Published: 02 September 2021 Publication History

Abstract

Recent work has shown that adversarial Windows malware samples—referred to as adversarial EXEmples in this article—can bypass machine learning-based detection relying on static code analysis by perturbing relatively few input bytes. To preserve malicious functionality, previous attacks either add bytes to existing non-functional areas of the file, potentially limiting their effectiveness, or require running computationally demanding validation steps to discard malware variants that do not correctly execute in sandbox environments. In this work, we overcome these limitations by developing a unifying framework that does not only encompass and generalize previous attacks against machine-learning models, but also includes three novel attacks based on practical, functionality-preserving manipulations to the Windows Portable Executable file format.
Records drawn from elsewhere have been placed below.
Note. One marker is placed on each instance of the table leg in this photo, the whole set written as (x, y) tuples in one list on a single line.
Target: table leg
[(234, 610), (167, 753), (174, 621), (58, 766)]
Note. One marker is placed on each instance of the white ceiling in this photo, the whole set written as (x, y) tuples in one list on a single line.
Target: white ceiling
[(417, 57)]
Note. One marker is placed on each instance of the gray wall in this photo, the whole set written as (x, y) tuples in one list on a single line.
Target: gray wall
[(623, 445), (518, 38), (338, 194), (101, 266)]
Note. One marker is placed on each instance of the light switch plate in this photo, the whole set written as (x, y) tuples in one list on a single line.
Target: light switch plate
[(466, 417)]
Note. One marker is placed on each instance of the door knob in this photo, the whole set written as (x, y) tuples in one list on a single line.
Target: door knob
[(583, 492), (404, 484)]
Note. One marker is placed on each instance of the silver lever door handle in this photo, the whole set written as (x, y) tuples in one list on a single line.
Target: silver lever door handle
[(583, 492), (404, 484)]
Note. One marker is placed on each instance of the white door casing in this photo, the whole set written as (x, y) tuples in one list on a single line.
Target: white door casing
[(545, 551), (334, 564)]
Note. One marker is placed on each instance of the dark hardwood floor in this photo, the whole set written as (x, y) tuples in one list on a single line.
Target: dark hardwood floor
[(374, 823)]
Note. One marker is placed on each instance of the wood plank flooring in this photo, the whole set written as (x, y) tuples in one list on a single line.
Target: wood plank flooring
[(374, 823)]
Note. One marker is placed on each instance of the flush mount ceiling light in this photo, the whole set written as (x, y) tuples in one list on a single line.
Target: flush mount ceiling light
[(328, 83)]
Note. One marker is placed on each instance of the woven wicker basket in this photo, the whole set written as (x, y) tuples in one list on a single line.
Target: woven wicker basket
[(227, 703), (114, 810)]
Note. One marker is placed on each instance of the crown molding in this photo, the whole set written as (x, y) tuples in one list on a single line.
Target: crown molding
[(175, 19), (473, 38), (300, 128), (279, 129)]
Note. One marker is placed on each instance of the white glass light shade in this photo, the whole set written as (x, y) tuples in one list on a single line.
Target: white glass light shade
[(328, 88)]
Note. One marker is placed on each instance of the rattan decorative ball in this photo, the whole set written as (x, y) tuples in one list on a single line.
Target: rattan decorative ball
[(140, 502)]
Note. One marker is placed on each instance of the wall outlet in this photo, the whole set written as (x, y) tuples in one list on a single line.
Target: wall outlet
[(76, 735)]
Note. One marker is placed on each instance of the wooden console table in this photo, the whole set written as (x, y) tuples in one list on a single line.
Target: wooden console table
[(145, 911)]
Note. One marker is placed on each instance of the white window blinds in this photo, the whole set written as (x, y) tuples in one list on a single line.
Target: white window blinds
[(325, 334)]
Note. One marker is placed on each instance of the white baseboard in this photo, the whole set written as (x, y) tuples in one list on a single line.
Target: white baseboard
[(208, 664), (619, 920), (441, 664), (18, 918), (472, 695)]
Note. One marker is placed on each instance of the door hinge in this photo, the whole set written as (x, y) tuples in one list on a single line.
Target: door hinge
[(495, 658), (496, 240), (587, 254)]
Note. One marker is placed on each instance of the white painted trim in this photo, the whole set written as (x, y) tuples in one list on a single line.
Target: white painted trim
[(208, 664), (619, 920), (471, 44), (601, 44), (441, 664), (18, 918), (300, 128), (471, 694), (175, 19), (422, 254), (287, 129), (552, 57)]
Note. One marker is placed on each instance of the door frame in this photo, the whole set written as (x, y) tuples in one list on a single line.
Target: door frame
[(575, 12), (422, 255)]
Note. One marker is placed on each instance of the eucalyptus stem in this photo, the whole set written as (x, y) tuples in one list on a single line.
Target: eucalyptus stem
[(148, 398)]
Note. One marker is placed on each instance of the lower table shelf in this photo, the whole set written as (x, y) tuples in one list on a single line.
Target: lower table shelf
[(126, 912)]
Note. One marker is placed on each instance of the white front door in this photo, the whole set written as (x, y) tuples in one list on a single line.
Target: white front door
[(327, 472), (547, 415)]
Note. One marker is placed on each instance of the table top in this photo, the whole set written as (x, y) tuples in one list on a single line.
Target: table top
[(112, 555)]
These attacks, named Full DOS, Extend, and Shift, inject the adversarial payload by respectively manipulating the DOS header, extending it, and shifting the content of the first section. Our experimental results show that these attacks outperform existing ones in both white-box and black-box scenarios, achieving a better tradeoff in terms of evasion rate and size of the injected payload, while also enabling evasion of models that have been shown to be robust to previous attacks. To facilitate reproducibility of our findings, we open source our framework and all the corresponding attack implementations as part of the secml-malware Python library. We conclude this work by discussing the limitations of current machine learning-based malware detectors, along with potential mitigation strategies based on embedding domain knowledge coming from subject-matter experts directly into the learning process.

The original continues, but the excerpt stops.